Christopher Giancarlo è soprannominato «Crypto dad» perché durante il suo mandato di presidente della Cftc, l’agenzia federale indipendente che negli Stati Uniti regola i mercati dei derivati, inclusi contratti future, opzioni e swap, nel dicembre 2017 ha dato il via libera al trading dei futures sul bitcoin. Un passo fondamentale per l’integrazione delle criptovalute nei mercati finanziari tradizionali, in contrasto con l’atteggiamento ostile dell’allora presidente della Sec, Gary Gensler. In questi giorni l’avvocato americano, 65 anni, senior counsel dello studio Wilkie Farr & Gallagher, è in Italia presso lo studio Delfino Associati Wilkie Farr & Gallagher, per spiegare il mondo cripto ad alcune fra le più importanti banche della Penisola.

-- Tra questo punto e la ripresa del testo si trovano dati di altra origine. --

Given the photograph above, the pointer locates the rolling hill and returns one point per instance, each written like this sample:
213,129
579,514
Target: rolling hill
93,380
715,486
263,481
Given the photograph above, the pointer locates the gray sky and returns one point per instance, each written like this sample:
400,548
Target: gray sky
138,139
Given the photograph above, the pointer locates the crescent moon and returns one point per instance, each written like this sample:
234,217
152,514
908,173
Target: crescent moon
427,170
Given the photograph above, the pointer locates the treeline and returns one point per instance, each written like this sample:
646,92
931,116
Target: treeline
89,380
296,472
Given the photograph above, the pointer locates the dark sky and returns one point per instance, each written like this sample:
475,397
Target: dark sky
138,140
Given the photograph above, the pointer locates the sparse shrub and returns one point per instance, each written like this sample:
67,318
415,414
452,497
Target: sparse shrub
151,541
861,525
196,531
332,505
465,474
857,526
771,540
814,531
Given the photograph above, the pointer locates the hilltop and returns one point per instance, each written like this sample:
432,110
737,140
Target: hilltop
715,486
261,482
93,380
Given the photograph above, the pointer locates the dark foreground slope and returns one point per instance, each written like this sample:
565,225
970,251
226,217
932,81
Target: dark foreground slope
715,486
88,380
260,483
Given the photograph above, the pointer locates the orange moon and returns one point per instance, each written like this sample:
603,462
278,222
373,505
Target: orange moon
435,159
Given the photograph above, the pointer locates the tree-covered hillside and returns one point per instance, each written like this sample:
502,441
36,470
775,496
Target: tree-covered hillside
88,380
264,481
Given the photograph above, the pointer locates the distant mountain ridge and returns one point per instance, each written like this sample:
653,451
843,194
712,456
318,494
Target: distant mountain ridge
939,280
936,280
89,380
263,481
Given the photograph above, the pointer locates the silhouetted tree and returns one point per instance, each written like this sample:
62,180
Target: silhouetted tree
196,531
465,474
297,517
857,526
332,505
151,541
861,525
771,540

Domanda. Donald Trump ha detto che gli Usa diventeranno la capitale mondiale delle criptovalute. Ora lei è in Italia, dove invece le cripto non godono di grande considerazione. Come pensa di convincere le banche italiane a investire in questo settore?
Risposta. Molti guardano alle criptovalute solo come a una nuova asset class, ma io ho una prospettiva diversa. Ho iniziato a interessarmi al tema dopo la crisi finanziaria del 2008. Avevo fondato una delle prime piattaforme elettroniche di scambio per derivati over-the-counter, in particolare credit default swap (Cds). Nel 2008 circa l’80% dei Cds globali era negoziato sulla nostra piattaforma. Nel settembre 2008 la Federal Reserve aveva stimato in 400 miliardi di dollari l’esposizione delle banche Usa ai Cds in caso di fallimento di Lehman Brothers. Grazie alla nostra piattaforma, sapevamo però che le banche coprivano circa due terzi delle posizioni, quindi l'esposizione netta era più vicina ai 100 miliardi. Ma molto tempo dopo si è scoperto che l’esposizione di Lehman Brothers era di soli 9 miliardi. Se avessimo avuto chiarezza su questi numeri, avremmo potuto gestire diversamente il fallimento di Lehman. Così ho compreso l'importanza della trasparenza nei mercati finanziari.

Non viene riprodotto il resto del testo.